En sus primeros años trabajó en una agencia de publicidad, luego en revistas culturales y en la radio FM Rock & Pop. En 1992, con 28 años, asumió como director del Centro Cultural Ricardo Rojas de la Universidad de Buenos Aires.
Durante el gobierno porteño de Fernando de la Rúa fue secretario de Cultura de la Ciudad de Buenos Aires. En 1999, tras la llegada de De la Rúa a la Presidencia, fue designado secretario de Cultura de la Nación, con rango de ministro, y posteriormente secretario de Medios de Comunicación. En ese período integró el llamado Grupo Sushi, un núcleo informal de jóvenes funcionarios y asesores que rodearon a De la Rúa.
Su vida privada tuvo momentos de fuerte exposición pública, especialmente durante su relación con la guitarrista y compositora María Gabriela Epumer, figura central del rock argentino de los años ochenta y noventa, integrante de Viuda e Hijas de Roque Enroll y colaboradora habitual de Charly García.
Años más tarde, durante la jefatura de Gobierno de Mauricio Macri en la Ciudad de Buenos Aires, ocupó cargos en el área cultural, entre ellos el de ministro de Cultura porteño.
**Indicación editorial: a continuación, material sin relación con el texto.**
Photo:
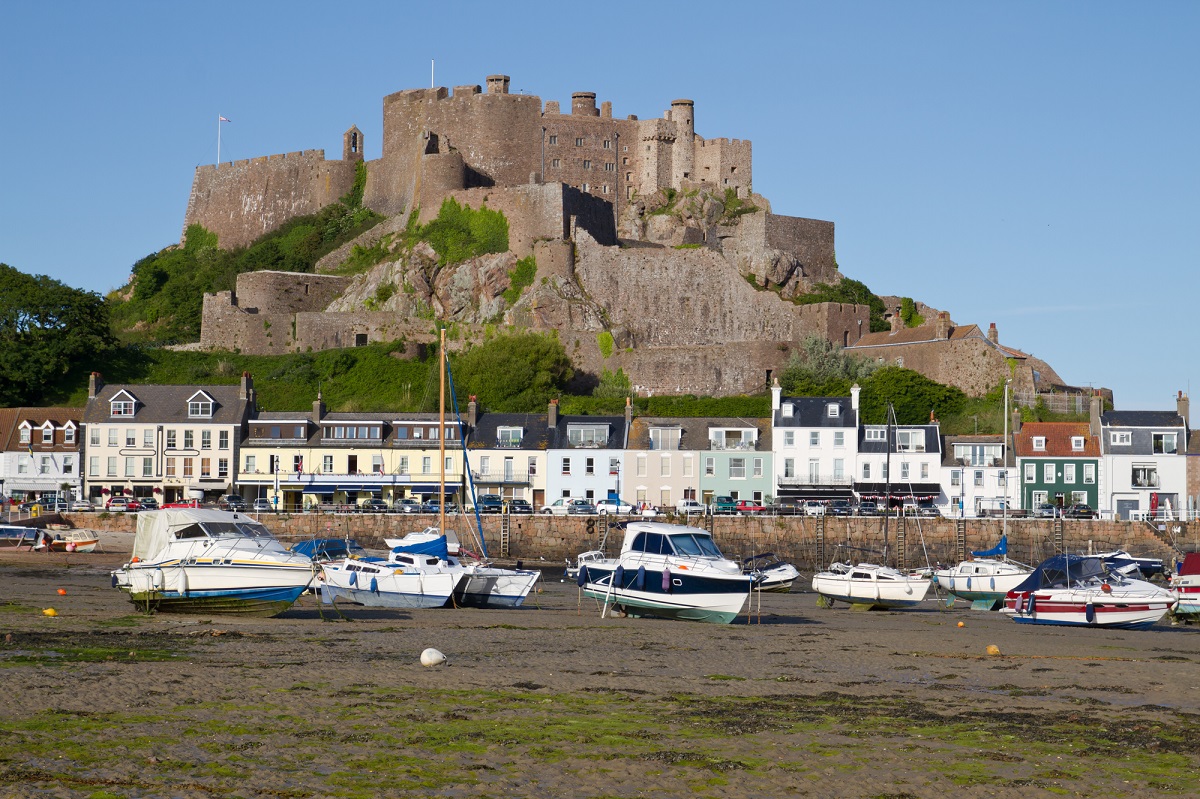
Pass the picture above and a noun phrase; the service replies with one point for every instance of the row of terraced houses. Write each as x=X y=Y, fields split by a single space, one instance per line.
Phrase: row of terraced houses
x=201 y=442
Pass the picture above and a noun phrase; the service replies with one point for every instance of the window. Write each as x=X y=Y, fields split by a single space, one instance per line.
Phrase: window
x=1164 y=444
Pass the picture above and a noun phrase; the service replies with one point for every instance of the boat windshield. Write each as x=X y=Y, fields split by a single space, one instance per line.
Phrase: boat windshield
x=695 y=544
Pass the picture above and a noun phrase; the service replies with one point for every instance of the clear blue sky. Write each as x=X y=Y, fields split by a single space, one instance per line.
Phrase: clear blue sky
x=1026 y=163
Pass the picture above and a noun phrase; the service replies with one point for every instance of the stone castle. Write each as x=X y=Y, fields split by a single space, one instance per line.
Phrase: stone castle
x=690 y=300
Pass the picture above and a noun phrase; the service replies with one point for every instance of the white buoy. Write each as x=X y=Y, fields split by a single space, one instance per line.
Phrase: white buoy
x=432 y=658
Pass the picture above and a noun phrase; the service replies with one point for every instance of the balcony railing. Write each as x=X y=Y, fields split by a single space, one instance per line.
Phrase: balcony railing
x=815 y=480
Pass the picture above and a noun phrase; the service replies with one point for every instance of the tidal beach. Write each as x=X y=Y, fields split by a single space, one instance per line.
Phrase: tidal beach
x=553 y=700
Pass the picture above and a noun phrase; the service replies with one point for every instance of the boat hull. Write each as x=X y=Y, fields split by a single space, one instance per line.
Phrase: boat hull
x=715 y=599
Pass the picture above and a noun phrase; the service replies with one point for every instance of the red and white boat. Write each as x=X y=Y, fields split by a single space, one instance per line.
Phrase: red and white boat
x=1186 y=586
x=1079 y=590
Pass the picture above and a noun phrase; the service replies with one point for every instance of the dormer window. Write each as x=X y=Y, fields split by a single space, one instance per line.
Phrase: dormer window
x=199 y=406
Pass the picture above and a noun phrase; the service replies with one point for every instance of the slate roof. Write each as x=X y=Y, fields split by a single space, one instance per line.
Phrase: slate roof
x=694 y=431
x=1057 y=436
x=810 y=412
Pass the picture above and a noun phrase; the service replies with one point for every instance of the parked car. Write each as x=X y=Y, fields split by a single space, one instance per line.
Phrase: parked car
x=868 y=508
x=520 y=506
x=749 y=506
x=814 y=508
x=232 y=502
x=840 y=508
x=407 y=505
x=613 y=505
x=490 y=504
x=725 y=505
x=1045 y=510
x=1079 y=510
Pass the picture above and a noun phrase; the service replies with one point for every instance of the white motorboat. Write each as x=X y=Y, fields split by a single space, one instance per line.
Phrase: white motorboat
x=671 y=571
x=771 y=574
x=193 y=560
x=1080 y=590
x=479 y=584
x=870 y=586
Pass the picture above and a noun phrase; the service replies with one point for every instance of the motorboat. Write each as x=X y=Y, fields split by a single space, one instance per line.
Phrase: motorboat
x=983 y=580
x=671 y=571
x=196 y=560
x=870 y=586
x=769 y=572
x=1186 y=587
x=479 y=584
x=1080 y=590
x=1132 y=565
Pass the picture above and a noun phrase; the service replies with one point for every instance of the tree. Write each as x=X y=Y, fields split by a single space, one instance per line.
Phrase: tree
x=515 y=373
x=48 y=331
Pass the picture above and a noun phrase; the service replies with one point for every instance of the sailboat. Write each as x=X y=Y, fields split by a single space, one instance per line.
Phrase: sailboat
x=869 y=584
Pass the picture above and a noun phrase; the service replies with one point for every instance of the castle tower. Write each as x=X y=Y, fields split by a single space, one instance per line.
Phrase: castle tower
x=683 y=114
x=352 y=144
x=497 y=84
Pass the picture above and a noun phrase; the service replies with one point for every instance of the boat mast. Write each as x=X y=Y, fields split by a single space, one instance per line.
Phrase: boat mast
x=442 y=433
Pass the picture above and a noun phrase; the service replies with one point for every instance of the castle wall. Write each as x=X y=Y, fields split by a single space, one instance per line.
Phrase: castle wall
x=240 y=200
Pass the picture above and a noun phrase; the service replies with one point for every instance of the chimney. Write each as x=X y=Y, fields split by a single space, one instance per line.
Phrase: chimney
x=1096 y=406
x=942 y=325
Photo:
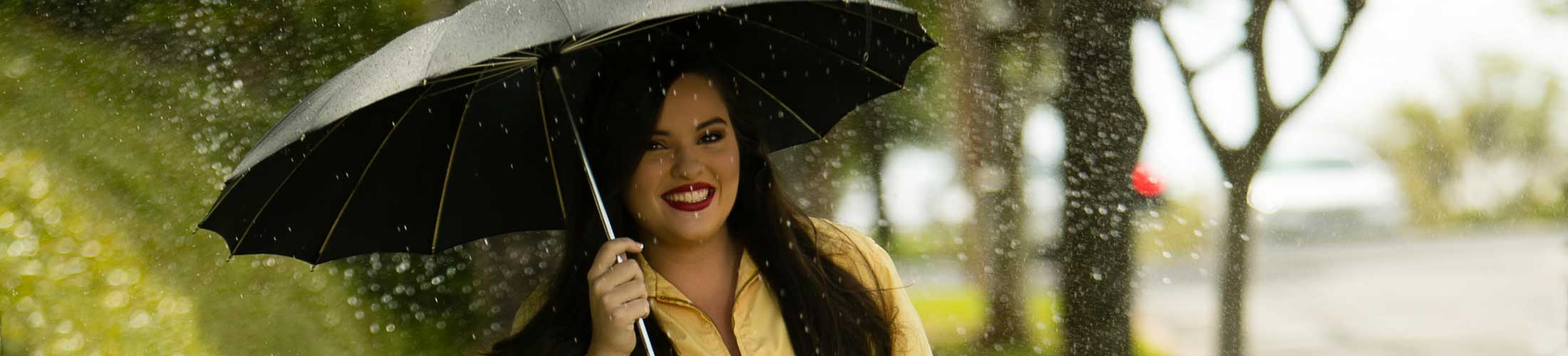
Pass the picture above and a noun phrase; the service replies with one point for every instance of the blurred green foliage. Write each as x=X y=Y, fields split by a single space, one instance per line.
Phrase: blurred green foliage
x=118 y=120
x=115 y=150
x=1488 y=156
x=249 y=41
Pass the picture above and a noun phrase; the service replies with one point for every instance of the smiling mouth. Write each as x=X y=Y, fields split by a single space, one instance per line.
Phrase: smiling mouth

Desde allí impulsó reformas en organismos artísticos y promovió una agenda orientada -según definía- a la profesionalización de la gestión y la ampliación del acceso a bienes culturales. Sus detractores, en cambio, lo acusaron de imprimir un sesgo ideológico en las políticas culturales y de confrontar con sectores del ámbito artístico.
Otro de los capítulos visibles de su trayectoria fue su paso por el Teatro Colón, donde se desempeñó como director general. Allí promovió coproducciones internacionales y una reorganización administrativa. En ese tiempo, enfrentó conflictos sindicales y cuestionamientos por decisiones de gestión.
En 2017 fue designado representante especial para la promoción de la cultura argentina en Berlín, cargo que ocupó durante ocho meses.
Después de sus funciones públicas, Lopérfido mantuvo una presencia activa en el debate público, con columnas de opinión y participaciones en medios y foros culturales.